No caminho do Gato de Botas o mapa aponta para situações muito simbólicas como o Beco da Incineração – em que ele se depara com todas as vidas que displicentemente queimou -, o Vale das Almas Perdidas – no qual ele fica diante de todos os outros “eus” que ele foi, e o Barranco Matador – onde ele encara e duela diretamente com a morte. Ilustrando didaticamente o que Von Franz, 2005 diz que o indivíduo identificado com esse complexo não vive suas experiências totalmente, permanece “inocente”, porque vive as experiências sem estar realmente nelas.
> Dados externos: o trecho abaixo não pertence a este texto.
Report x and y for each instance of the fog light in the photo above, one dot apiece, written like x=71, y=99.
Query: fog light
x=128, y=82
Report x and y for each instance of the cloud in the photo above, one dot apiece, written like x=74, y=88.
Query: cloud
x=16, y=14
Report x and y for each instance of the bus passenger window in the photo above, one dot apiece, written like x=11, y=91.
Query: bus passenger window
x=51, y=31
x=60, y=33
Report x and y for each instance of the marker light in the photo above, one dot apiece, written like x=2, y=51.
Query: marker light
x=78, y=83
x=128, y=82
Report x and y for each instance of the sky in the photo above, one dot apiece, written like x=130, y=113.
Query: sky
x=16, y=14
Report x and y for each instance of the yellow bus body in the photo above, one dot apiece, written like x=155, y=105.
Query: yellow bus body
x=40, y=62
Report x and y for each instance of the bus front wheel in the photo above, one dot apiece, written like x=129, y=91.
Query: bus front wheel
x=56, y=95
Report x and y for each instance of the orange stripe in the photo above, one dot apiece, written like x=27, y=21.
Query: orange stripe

Para o indivíduo sequestrado por este complexo, a felicidade está atrelada à uma fantasia de prazer eterno, por isso não cria raízes em lugar nenhum e está sempre em busca de algo novo que o divirta. Ele nega a passagem do tempo e em algum momento a vida cobra essa conta tornando-se insustentável esse modo pueril de vida. Neste momento, então, o Puer entra em crise, não tendo um ego fortalecido torna-se impossível sustentar uma crise, podendo assim apresentar quadros ansiosos e/ou depressivos. Como apresentado por Gato de Botas ao descobrir que não há prazer eterno e que a morte chega para todos.
No decorrer da sua caminhada, o gato se vê diante da necessidade de ter humildade para pedir ajuda e explicar o que quer, afinal, antes ele esperava ser convencido e paparicado para conseguir o que ele mesmo precisava. O Puer Aeternus geralmente possui grandes dificuldades de adaptação a situações sociais, pois ele possui um individualismo anti-social devido ao fato de se sentir alguém especial. Von Franz explica que ele não sente necessidade de adaptar-se, pois as pessoas têm que adaptar-se a um gênio como ele (VON FRANZ, 2002).
Outra expressão característica do Puer é o “Don Juanismo” em que eles sonham eternamente sonha com a mulher maternal que o tomará nos braços e realizará todos os seus desejos. Isto é frequentemente acompanhado pela atitude romântica da adolescência, o homem identificado com esse complexo só relaciona com uma mulher de forma a buscar uma substituta da mãe. Von Franz esclarece que ele não quer uma mulher, mas alguém que cuide dele com amor maternal, pois o homem dominado por esse complexo é dependente da mãe. Sintoma este claramente notado no protagonista que, numa determinada cena, se apaixona novamente por Kitty quando ela maternalmente cuida da barba branca dele.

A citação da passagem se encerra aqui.